Speaker
Description
Biological function is closely linked to cell morphology and subcellular structure, making 3D imaging techniques an essential tool for understanding complex biological processes. Typically, 3D imaging involves staining and labelling, which can be time-consuming, error-prone, and reliant on toxic reagents. Imaging based on the intrinsic biophysical properties of cells and tissues, such as refractive index (RI), offers a promising alternative. This approach avoids these challenges, offering the potential to complement or even surpass chemical sensitivity, acting as a non-invasive marker for disease (Wang et al., J. Biomed. Opt., 16(11), p. 116017, 2011). Recently, plasmonic metamaterials, designed to the same dimensions and specifications as traditional microscope slides, have emerged as a means to visualise RI by converting variations in this property into striking colour contrast, offering sensitive, label-free biological imaging (Balaur et al., Nature, 598(7879), pp. 65–71, 2021). These metamaterials exploit the sensitivity of surface plasmon resonance (SPR) at metal-dielectric interfaces, allowing detection of refractive index changes in the near-surface region through a colorimetric response (Balaur et al., Sci. Rep., 6(1), p. 28062, 2016).
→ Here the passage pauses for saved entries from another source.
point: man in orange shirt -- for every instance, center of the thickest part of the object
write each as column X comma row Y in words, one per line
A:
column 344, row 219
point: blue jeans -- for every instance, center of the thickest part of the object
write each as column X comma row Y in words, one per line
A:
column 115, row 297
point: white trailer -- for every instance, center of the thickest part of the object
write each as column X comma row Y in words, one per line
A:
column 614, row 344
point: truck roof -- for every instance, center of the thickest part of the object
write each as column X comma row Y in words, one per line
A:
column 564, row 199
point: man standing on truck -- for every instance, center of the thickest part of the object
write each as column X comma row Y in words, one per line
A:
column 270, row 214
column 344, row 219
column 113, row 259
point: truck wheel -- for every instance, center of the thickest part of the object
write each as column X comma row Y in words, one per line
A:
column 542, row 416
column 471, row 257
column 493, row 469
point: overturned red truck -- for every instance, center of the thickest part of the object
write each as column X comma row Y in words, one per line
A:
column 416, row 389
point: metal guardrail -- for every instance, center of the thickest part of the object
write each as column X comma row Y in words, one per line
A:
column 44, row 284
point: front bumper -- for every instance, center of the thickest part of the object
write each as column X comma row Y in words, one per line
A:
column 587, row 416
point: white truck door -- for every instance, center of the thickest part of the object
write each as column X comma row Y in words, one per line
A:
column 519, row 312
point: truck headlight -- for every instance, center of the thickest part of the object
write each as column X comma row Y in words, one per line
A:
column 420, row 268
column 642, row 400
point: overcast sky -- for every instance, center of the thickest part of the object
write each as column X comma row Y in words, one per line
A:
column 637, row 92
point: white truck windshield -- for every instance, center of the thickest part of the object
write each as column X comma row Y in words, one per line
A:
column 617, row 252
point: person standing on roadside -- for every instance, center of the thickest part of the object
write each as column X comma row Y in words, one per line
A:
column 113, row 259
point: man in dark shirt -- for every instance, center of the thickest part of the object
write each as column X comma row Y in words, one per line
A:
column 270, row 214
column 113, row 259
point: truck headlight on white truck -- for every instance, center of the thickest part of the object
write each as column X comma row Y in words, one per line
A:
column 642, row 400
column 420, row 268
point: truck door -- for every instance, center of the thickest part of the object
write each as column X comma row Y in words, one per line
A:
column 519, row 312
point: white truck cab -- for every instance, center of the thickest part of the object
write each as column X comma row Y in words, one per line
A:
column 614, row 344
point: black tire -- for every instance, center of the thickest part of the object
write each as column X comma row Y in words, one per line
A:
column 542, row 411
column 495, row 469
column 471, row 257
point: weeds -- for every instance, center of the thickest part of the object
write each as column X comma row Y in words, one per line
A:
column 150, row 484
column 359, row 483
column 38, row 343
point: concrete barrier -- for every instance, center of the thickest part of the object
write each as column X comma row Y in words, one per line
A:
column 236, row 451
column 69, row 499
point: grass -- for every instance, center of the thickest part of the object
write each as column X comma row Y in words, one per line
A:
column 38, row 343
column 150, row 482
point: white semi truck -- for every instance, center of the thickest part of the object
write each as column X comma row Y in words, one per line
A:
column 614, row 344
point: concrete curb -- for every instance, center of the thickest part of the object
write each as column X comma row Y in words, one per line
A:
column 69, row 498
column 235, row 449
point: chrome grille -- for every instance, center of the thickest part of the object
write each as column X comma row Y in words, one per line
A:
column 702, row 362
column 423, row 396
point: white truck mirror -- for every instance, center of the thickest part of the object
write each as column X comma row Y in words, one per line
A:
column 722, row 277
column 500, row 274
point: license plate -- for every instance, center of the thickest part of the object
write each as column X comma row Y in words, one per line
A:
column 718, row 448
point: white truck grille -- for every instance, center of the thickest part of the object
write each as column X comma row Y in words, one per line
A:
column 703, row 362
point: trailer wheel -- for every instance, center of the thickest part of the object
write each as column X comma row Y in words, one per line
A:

In this study, we demonstrate the integration of plasmonic metamaterials with array tomography imaging protocols to reconstruct 3D volumes from resin-embedded tissue sections, each 70-100 nm thick. We present high-resolution reconstructions of malaria-infected red blood cells and optic nerve tissue exhibiting multiple sclerosis-like disease features. In the malaria samples, by-products of cell parasitisation are clearly visible, while the optic nerve sections reveal various inflammatory cell types associated with disease. The tomograms generated through brightfield optical imaging achieve an experimentally determined resolution of 100 nm in the sectioning axis direction, demonstrating super-resolution capabilities. This approach holds significant potential for 3D histology at the subcellular level, paving the way for improved biological imaging and disease monitoring (Caracciolo et al., arXiv:2507.12786).